10.Validity assessment of self-reported smoking status in firefighters using the urine cotinine test
Han Cheol HEO ; Young Seok BYUN ; Soo Ho SOHN ; Seong Min JO ; Sung Kyu PARK ; Joon SAKONG
Annals of Occupational and Environmental Medicine 2020;32(1):e2-
BACKGROUND:
In firefighters, smoking management is important because they are exposed to various harmful substances in their occupational environment. Accurate surveys of smoking status are essential to control tobacco use. The main disadvantage of self-report questionnaires, which are commonly used for investigating smoking status, is the possibility that the subjects' response are invalid. If the validity of firefighters' answers on smoking questionnaires is not adequate, different methods will be needed for investigating smoking status in firefighters.
METHODS:
This study was conducted on 445 male firefighters from 9 fire stations in Daegu (the city in South Korea) who visited a medical institution for medical checkup in 2016. The urine cotinine test strip (DCT-102; CLIAwaived Inc., cut-off value = 200 ng/mL) was used to classify the actual smoking status and to assess the validity of self-reported smoking status on questionnaires. The sensitivity, specificity, positive predictive value (PPV), and negative predictive value (NPV) of the smoking questionnaires were analyzed. Subjects testing positive in the urine cotinine test (assumed the actual current smokers) were selected. The frequency at which actual current smokers were misclassified as current non-smokers by the questionnaire was calculated. Subjects' characteristics were analyzed for possible association with any discrepancy between self-reported smoking status and urine cotinine test results.
RESULTS:
The smoking rates among firefighters surveyed using the smoking questionnaire and the urine cotinine test were 22.47% and 51.24%, respectively. Of the all subjects, 29.66% (n = 132) were misclassified. The sensitivity of the smoking questionnaire was 42.98%, the specificity was 99.08%, the PPV was 98.00%, and the NPV was 62.32%. In the 228 subjects classified as current actual smokers by the urine cotinine test, 57.02% (n = 130) were misclassified on the questionnaire.

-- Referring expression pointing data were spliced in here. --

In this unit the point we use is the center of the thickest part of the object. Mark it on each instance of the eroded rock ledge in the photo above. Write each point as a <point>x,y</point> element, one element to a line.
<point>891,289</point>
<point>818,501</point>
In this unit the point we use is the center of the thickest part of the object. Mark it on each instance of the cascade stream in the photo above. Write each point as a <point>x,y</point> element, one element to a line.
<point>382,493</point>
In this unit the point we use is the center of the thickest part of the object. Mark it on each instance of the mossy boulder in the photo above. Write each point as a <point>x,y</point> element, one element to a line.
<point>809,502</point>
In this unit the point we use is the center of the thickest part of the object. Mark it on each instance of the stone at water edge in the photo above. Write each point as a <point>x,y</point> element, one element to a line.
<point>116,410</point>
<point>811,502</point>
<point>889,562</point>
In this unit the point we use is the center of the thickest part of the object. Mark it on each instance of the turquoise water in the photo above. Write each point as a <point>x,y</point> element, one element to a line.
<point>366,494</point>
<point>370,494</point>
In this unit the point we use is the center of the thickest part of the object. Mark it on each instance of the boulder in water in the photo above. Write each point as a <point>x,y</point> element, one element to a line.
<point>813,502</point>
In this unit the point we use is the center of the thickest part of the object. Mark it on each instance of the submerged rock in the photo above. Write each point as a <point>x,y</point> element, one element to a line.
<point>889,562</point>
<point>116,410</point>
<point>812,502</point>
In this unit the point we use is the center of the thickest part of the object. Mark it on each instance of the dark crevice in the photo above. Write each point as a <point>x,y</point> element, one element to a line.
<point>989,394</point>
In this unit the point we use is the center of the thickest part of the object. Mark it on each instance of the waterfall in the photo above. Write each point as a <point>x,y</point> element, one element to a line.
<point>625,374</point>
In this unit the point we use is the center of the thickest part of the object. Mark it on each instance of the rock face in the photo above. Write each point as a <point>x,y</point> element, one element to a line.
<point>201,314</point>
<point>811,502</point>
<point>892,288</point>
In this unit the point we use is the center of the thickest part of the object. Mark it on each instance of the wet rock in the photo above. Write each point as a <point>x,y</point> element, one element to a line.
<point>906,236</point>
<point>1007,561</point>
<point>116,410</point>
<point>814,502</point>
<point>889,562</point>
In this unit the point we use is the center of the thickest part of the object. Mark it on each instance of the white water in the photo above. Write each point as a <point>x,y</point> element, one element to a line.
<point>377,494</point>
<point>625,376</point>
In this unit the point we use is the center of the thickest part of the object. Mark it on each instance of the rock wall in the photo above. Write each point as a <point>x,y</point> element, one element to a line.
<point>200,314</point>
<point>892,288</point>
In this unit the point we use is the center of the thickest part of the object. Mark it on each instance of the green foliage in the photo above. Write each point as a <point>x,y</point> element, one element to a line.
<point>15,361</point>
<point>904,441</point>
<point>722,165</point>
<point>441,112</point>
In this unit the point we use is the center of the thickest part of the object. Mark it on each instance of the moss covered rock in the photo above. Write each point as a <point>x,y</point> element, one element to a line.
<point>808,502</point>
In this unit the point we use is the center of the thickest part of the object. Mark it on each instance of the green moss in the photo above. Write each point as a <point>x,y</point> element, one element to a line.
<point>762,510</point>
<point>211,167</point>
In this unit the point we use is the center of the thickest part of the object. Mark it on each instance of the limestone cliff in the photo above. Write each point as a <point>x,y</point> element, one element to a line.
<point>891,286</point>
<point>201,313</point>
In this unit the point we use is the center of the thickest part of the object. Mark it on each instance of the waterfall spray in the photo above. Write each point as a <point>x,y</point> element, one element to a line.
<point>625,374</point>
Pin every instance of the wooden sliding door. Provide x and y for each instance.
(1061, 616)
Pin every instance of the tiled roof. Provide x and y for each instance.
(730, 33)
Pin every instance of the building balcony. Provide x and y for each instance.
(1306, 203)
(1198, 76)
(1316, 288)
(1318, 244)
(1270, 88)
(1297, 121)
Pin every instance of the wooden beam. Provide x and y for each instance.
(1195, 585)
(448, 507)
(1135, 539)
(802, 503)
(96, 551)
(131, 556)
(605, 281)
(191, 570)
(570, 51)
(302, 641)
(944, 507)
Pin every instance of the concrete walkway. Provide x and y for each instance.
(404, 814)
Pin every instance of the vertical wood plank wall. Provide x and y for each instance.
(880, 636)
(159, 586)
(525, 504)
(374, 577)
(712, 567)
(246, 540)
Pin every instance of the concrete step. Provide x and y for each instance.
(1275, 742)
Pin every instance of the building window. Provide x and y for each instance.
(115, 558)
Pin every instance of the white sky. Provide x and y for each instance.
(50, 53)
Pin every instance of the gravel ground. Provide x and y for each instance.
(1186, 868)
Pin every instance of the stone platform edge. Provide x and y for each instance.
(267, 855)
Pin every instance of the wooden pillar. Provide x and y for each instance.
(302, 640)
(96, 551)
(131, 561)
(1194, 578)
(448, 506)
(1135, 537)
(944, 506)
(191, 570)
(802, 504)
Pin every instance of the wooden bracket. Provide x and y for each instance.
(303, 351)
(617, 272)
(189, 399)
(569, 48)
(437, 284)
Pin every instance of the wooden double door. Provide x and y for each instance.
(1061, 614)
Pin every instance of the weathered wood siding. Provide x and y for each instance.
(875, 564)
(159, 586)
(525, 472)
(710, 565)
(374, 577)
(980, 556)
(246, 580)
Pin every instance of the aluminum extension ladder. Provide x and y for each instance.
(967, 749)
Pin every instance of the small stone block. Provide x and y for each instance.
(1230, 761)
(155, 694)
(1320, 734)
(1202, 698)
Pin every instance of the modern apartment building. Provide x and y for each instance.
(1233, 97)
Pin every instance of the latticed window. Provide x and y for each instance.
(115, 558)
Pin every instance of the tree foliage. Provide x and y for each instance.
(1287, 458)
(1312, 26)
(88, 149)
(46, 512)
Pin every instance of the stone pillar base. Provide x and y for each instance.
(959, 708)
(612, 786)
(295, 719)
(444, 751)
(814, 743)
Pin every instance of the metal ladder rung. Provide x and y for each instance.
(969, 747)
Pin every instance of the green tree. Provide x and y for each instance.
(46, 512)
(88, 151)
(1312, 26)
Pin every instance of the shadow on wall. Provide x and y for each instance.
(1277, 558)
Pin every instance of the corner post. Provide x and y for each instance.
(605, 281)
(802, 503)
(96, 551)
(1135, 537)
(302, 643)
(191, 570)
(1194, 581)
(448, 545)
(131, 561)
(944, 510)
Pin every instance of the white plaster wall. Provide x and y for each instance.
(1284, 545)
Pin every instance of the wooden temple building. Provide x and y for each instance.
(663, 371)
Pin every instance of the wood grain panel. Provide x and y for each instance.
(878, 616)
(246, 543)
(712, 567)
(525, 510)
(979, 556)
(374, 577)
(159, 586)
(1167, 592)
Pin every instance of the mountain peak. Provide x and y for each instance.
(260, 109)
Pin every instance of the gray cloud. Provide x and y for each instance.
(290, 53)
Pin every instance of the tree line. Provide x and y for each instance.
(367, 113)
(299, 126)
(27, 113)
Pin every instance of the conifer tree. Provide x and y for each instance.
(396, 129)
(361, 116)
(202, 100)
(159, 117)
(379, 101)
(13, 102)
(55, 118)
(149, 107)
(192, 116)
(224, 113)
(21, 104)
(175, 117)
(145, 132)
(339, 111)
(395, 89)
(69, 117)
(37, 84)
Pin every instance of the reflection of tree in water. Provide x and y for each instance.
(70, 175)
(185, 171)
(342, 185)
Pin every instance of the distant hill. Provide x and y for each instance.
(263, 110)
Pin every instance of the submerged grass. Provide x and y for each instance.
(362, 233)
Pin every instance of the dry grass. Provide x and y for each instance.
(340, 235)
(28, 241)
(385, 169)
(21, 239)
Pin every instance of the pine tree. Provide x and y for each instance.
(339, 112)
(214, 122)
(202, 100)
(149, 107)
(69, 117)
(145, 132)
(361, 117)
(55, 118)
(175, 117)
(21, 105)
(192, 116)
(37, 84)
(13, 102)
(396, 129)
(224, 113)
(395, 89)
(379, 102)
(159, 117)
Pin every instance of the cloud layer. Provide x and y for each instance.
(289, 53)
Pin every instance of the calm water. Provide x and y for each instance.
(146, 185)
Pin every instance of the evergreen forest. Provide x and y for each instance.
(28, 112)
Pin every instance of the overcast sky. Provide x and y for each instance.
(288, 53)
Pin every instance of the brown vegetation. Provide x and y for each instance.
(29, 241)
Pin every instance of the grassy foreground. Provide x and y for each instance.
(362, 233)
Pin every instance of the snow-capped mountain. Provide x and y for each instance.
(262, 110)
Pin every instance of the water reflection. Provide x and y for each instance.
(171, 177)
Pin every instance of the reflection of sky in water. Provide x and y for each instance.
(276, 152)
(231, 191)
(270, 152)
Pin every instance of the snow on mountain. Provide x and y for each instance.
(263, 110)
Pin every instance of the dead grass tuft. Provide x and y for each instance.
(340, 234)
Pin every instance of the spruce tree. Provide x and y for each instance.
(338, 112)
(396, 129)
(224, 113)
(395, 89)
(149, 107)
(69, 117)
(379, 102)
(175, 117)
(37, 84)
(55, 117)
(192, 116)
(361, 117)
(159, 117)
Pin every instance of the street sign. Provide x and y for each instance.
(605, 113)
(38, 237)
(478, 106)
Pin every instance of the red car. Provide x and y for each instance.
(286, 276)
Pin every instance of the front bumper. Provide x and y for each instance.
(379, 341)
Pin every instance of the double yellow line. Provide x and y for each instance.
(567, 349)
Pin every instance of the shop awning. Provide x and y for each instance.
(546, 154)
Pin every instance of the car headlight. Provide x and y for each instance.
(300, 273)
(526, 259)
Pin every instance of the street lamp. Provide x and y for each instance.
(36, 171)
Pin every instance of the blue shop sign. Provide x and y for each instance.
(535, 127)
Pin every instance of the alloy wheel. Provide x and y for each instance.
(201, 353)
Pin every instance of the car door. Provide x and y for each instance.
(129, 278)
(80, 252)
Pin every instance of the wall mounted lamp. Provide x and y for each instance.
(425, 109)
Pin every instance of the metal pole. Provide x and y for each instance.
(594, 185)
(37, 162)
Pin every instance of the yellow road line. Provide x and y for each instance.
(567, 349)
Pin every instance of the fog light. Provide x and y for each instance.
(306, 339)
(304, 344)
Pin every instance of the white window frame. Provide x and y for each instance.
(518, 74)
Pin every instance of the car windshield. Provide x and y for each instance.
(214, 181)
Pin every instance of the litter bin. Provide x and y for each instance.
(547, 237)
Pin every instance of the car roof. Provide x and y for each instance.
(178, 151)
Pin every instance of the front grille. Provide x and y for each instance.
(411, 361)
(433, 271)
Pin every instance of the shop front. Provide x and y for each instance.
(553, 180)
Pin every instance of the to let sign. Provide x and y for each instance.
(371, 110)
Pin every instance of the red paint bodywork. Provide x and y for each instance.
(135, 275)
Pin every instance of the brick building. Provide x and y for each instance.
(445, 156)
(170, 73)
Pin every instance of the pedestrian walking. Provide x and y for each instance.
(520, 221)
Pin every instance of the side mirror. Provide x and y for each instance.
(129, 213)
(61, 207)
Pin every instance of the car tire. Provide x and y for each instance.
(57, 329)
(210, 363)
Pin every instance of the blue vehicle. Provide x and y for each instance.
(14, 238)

The misclassification rate increased with age. The degree of misclassification also increased when subjects had a history of disease.
CONCLUSIONS
In present study, the validity of the smoking questionnaire for firefighters was not suitable for investigating smoking status due to low sensitivity. To increase the validity of smoking status monitoring in firefighters, consideration of the various factors like survey environment, subjects' characteristics, and occupational factors is needed.